Provided by: mlpack-bin_4.6.0-1_amd64 

NAME
mlpack_preprocess_split - split data
SYNOPSIS
mlpack_preprocess_split -i unknown [-I unknown] [-S bool] [-s int] [-z bool] [-r double] [-V bool] [-T unknown] [-L unknown] [-t unknown] [-l unknown] [-h -v]
DESCRIPTION
This utility takes a dataset and optionally labels and splits them into a training set and a test set.
Before the split, the points in the dataset are randomly reordered. The percentage of the dataset to be
used as the test set can be specified with the '--test_ratio (-r)' parameter; the default is 0.2 (20%).

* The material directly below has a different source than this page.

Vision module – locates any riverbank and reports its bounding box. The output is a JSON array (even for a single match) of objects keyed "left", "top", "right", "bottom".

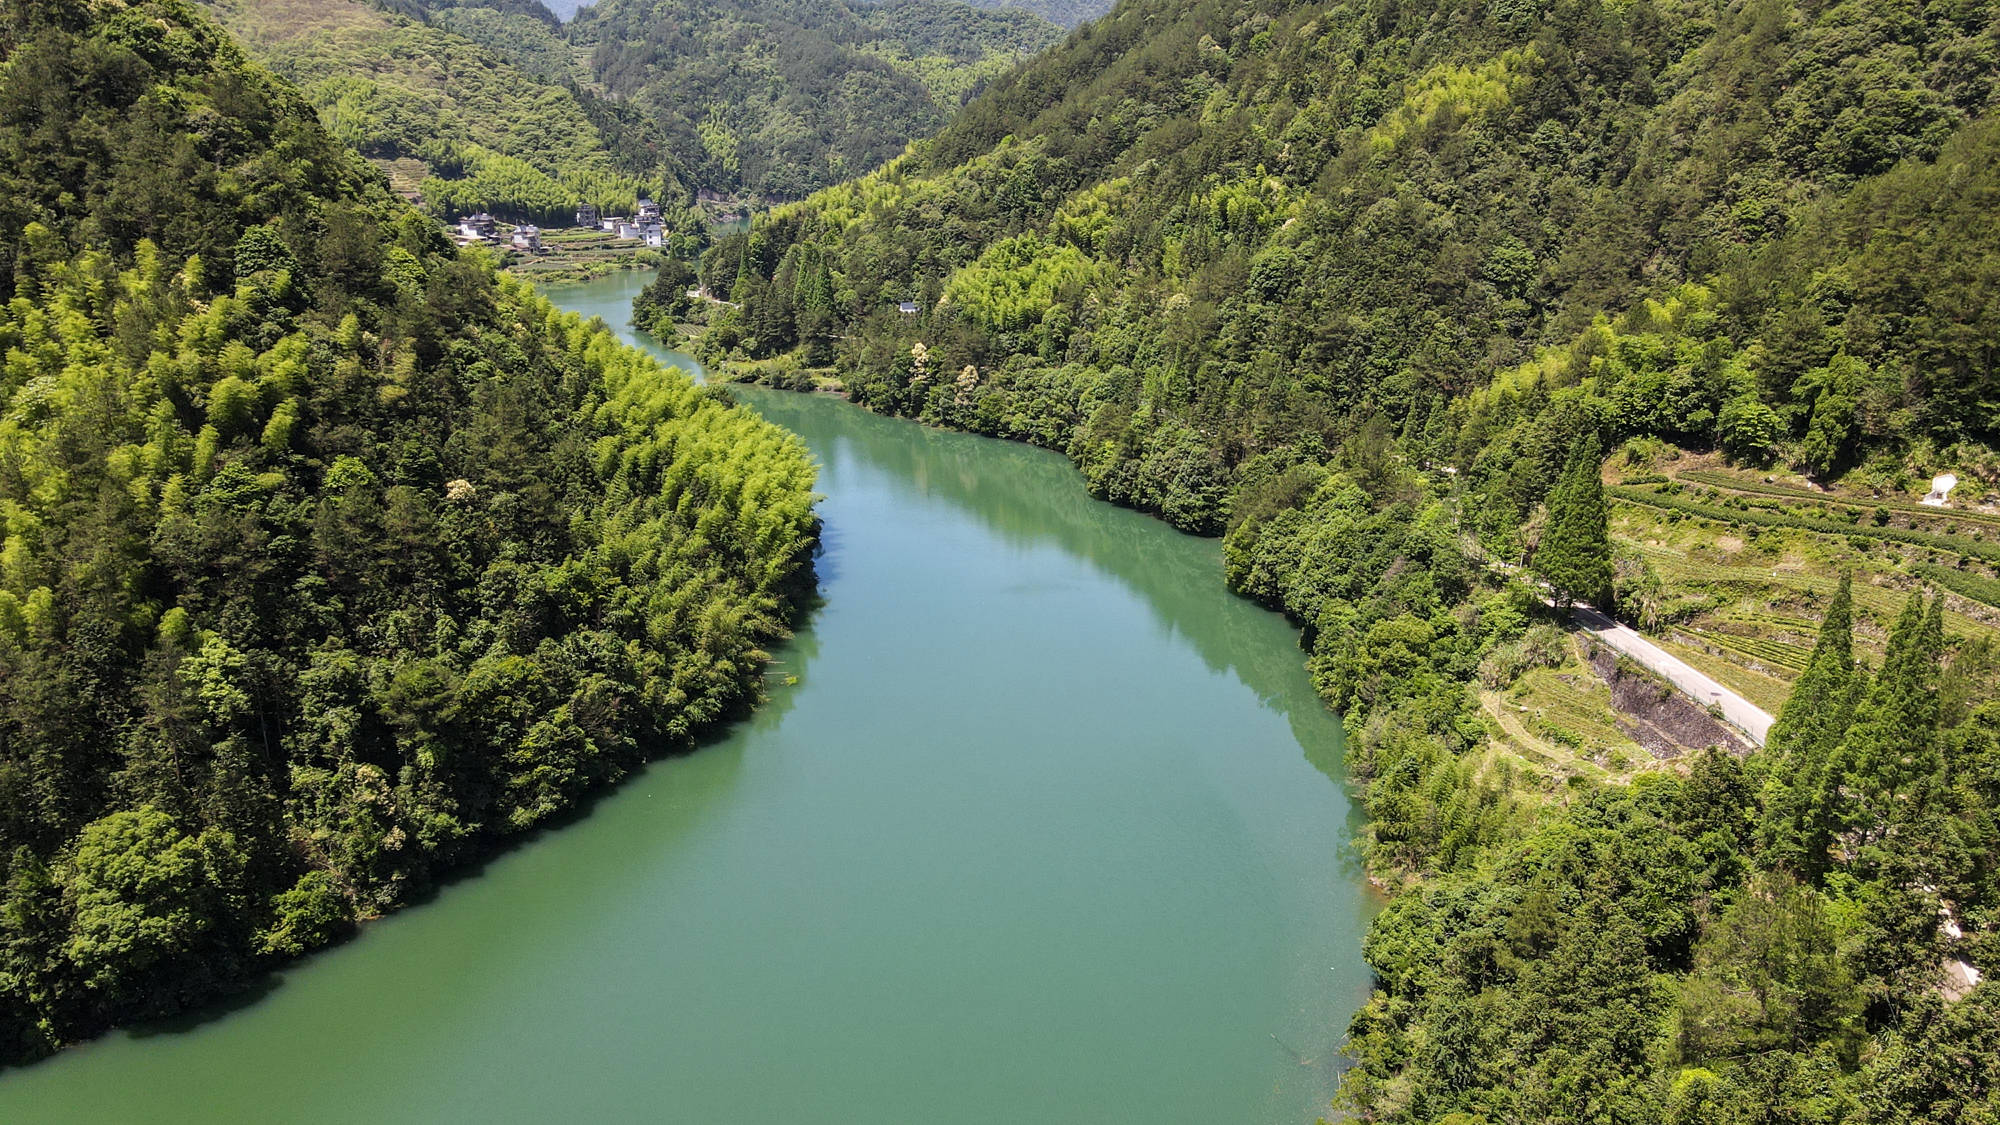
[
  {"left": 710, "top": 350, "right": 1760, "bottom": 777},
  {"left": 710, "top": 354, "right": 848, "bottom": 394}
]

The output training and test matrices may be saved with the '--training_file (-t)' and '--test_file (-T)'
output parameters.
Optionally, labels can also be split along with the data by specifying the ’--input_labels_file (-I)'
parameter. Splitting labels works the same way as splitting the data. The output training and test labels
may be saved with the ’--training_labels_file (-l)' and '--test_labels_file (-L)' output parameters,
respectively.
So, a simple example where we want to split the dataset 'X.csv' into ’X_train.csv' and 'X_test.csv' with
60% of the data in the training set and 40% of the dataset in the test set, we could run
$ mlpack_preprocess_split --input_file X.csv --training_file X_train.csv --test_file X_test.csv
--test_ratio 0.4
Also by default the dataset is shuffled and split; you can provide the ’--no_shuffle (-S)' option to
avoid shuffling the data; an example to avoid shuffling of data is:
$ mlpack_preprocess_split --input_file X.csv --training_file X_train.csv --test_file X_test.csv
--test_ratio 0.4 --no_shuffle
If we had a dataset 'X.csv' and associated labels 'y.csv', and we wanted to split these into
'X_train.csv', 'y_train.csv', 'X_test.csv', and 'y_test.csv', with 30% of the data in the test set, we
could run
$ mlpack_preprocess_split --input_file X.csv --input_labels_file y.csv --test_ratio 0.3 --training_file
X_train.csv --training_labels_file y_train.csv --test_file X_test.csv --test_labels_file y_test.csv
To maintain the ratio of each class in the train and test sets, the'--stratify_data (-z)' option can be
used.
$ mlpack_preprocess_split --input_file X.csv --training_file X_train.csv --test_file X_test.csv
--test_ratio 0.4 --stratify_data
REQUIRED INPUT OPTIONS
--input_file (-i) [unknown]
Matrix containing data.
OPTIONAL INPUT OPTIONS
--help (-h) [bool]
Default help info.
--info [string]
Print help on a specific option. Default value ''.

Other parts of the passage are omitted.